The function $ g(n)=\sum_{\substack {1\lt k\leq n \\ \gcd(k,n)=1}}d(k-1)$ In 1965 Puliyakot Keshava Menon proved that
$${\displaystyle \sum _{\substack {1\leq k\leq n \\ \gcd(k,n)=1}}\gcd(k-1,n)=\varphi (n)d(n)}$$
being $\varphi(n)$ the totient function of $n$. If we move under summation the function $d(n)$ (the function that counts the divisors of $n$), that is if we consider the function
$${\displaystyle g(n)=\sum _{\substack {1\lt k\leq n \\ \gcd(k,n)=1}}d(k-1)}$$
and analyze its behavior up to $n=10^6$, we find that (for $n\gt35$)
$${\displaystyle 1 \lt \frac {g(n)} {\varphi (n)log(n)} \lt 2}$$
Is there a way to prove the above bounds?
Many thanks.
 A: We can actually deduce an asymptotic expression for the sum $g(n)$ using some known estimates.

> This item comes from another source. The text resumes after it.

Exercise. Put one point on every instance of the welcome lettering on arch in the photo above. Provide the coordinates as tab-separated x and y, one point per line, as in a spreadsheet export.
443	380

I'll present a sketch of the calculation.
First remove the coprimality condition using Mobius inversion:
$$
g(n) = \sum_{2\leq k\leq n} d(k-1) \sum_{a\mid (k,n)} \mu(a).
$$
Inverting the order of summation gives
$$
g(n) = \sum_{a\mid n} \mu(a) \sum_{\substack{2\leq k\leq n\\ a\mid k}} d(k-1).
$$
After a change of variables, the inner sum is
$$
\sum_{\substack{2\leq k\leq n\\ a\mid k}} d(k-1) = \sum_{\substack{m\leq n\\ m\equiv-1 (\text{mod}\ a)}} d(m).
$$
Using a result of Pongsriiam and Vaughn (see this paper, for instance), we have
$$
\sum_{\substack{m\leq n\\ m\equiv-1 (\text{mod}\ a)}} d(m) = \frac{1}{\phi(a)} \sum_{\substack{1\leq m\leq n\\(n,a)=1}} d(m) + O\left(n^{1/2+\epsilon}\right).
$$
The Dirichlet series assosiated to the sum on the right is
$$
\zeta(s)^2 \prod_{p\mid a} \left(1-\frac{1}{p^s}\right)^2.
$$
A calculation involving Perron's Formula gives
$$
\sum_{\substack{1\leq m\leq n\\(m,a)=1}} d(m) =  n \left(\frac{\phi(a)}{a}\right)^2\left(\log n + 2\gamma-1+2\sum_{p\mid a} \frac{\log p}{p-1}\right) + O\left(d(a)n^{3/4}(\log n)^2\right).
$$
(This is not the sharpest error term one can get, but it suffices here.)
Combining things, we have
$$
g(n) = n\sum_{a\mid n} \frac{\mu(a)\phi(a)}{a^2} \left(\log n + 2\gamma-1+2\sum_{p\mid a} \frac{\log p}{p-1}\right) + O\left(n^{3/4+\epsilon}\right).
$$
Returning to your actual question, the leading order term is
$$
n\log n \sum_{a\mid n} \frac{\mu(a)\phi(a)}{a^2} = n\log n \prod_{p\mid n} \left(1-\frac{1}{p}\right)\prod_{p\mid n}\left(1+\frac{1}{p^2-p}\right) = \phi(n)\log n \prod_{p\mid n}\left(1+\frac{1}{p^2-p}\right)
$$
A numerical computation shows that
$$
1 < \prod_{p\mid n}\left(1+\frac{1}{p^2-p}\right) < \prod_{p}\left(1+\frac{1}{p^2-p}\right)< 2
$$
for all $n$ (since the product can be extended to infinity absolutely). I'm not sure if your estimate holds for all $n$, but it at least holds for all sufficiently large $n$.